R : Il utilise des moyens pires que les armes chimiques. Il utilise le meurtre de masse. Il utilise des avions, des missiles, des canons, il utilise tous les moyens de tuer. Donc, quelle est la différence entre le meurtre de masse avec des armes chimiques et le meurtre de masse avec des armes conventionnelles, sinon que le dernier est plus traditionnel.
Q: Monsieur Khaddam, le roi Abdullah II de Jordanie a dit récemment que le président Bashar al-Assad pourrait se retirer vers les régions alaouites sur la côte et dans les montagnes. Si tout le contrôle de la Syrie est perdu, il pourrait y avoir un petit État alaouite…
R : Il n’y aura jamais un État alaouite. Aucune partie du territoire syrien ne sera divisée. Pas un pouce de terre syrienne ne sera cédé. Le peuple syrien, qui lutte de toutes ses forces pour son unité nationale et pour un régime démocratique civil, ne peut absolument pas accepter et pourchassera tous ceux qui tentent de démanteler la Syrie jusqu’à les conduire à leur tombe.
Q: Enfin, Monsieur Khaddam, que faut-il attendre de la part de la Russie ?
R : La Russie doit reconsidérer ses relations historiques avec la Syrie.
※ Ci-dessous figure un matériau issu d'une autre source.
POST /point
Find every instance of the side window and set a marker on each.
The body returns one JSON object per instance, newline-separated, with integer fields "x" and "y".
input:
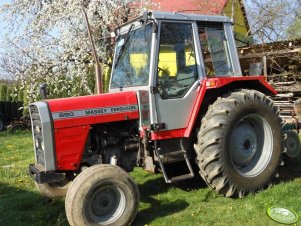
{"x": 177, "y": 69}
{"x": 215, "y": 49}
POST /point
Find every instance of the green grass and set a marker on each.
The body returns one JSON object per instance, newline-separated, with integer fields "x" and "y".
{"x": 185, "y": 203}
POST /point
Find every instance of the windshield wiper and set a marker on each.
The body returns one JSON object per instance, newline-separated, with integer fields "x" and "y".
{"x": 123, "y": 45}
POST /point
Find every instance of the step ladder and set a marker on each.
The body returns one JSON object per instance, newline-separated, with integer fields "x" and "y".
{"x": 173, "y": 154}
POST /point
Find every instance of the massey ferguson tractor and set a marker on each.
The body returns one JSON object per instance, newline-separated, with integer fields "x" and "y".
{"x": 177, "y": 97}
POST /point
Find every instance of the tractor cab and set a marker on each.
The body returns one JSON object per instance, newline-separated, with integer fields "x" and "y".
{"x": 167, "y": 56}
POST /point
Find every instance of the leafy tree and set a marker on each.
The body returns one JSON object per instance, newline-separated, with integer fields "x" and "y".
{"x": 48, "y": 42}
{"x": 3, "y": 93}
{"x": 294, "y": 30}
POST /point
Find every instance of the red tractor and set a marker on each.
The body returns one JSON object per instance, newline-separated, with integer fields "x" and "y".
{"x": 177, "y": 97}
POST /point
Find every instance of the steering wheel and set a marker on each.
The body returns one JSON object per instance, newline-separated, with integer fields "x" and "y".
{"x": 165, "y": 73}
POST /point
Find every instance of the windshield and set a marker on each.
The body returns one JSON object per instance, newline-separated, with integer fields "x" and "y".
{"x": 132, "y": 66}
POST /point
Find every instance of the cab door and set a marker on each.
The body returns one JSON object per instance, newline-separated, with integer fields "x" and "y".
{"x": 177, "y": 75}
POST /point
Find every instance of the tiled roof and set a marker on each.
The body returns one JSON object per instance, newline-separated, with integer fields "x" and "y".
{"x": 192, "y": 6}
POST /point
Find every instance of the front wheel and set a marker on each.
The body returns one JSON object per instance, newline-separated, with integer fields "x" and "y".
{"x": 240, "y": 143}
{"x": 102, "y": 195}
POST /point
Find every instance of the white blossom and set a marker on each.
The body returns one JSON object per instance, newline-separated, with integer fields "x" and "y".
{"x": 47, "y": 42}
Les relations historiques entre le peuple syrien et la Russie étaient solides, basées sur des fondations solides. Nous espérons que le gouvernement russe réévaluera sa politique pour rétablir les relations syro-russes à leur place naturelle voulue par les Syriens. Et je pense que les citoyens russes le veulent aussi.
Q: Qui pourrait diriger le gouvernement de transition en Syrie selon vous ?
R : Il est prématuré d’en parler. Nous n’avons pas encore atteint la phase de la formation d’un gouvernement de transition. Lorsque cette étape sera atteinte, un consensus national syrien sera établi pour la formation d’un gouvernement de transition.
Q: L’ancien président Hafez al-Assad, que vous connaissiez, craignait-il ce qui se passe actuellement en Syrie ? Prévoyait-il la possibilité de cela ou non ?
R : Un dictateur voit sa réalité mais ne voit pas l’avenir. Si Hafez al-Assad avait compris ce qui se passait en Syrie, il n’aurait pas impliqué son fils dans l’héritage. Il aurait dû laisser au peuple syrien la décision de son destin et de la forme du régime. Parce que le régime, et j’étais dans la direction de l’État, que ce soit sous Hafez al-Assad ou sous son fils, était un régime dictatorial qui réprimait les libertés et persécutait les citoyens. La différence entre les deux est que l’un prenait ses décisions après des calculs internes et externes, et l’autre prenait des décisions sans aucun calcul ni préoccupation pour les intérêts du peuple. Il s’est jeté dans les bras de l’inconnu.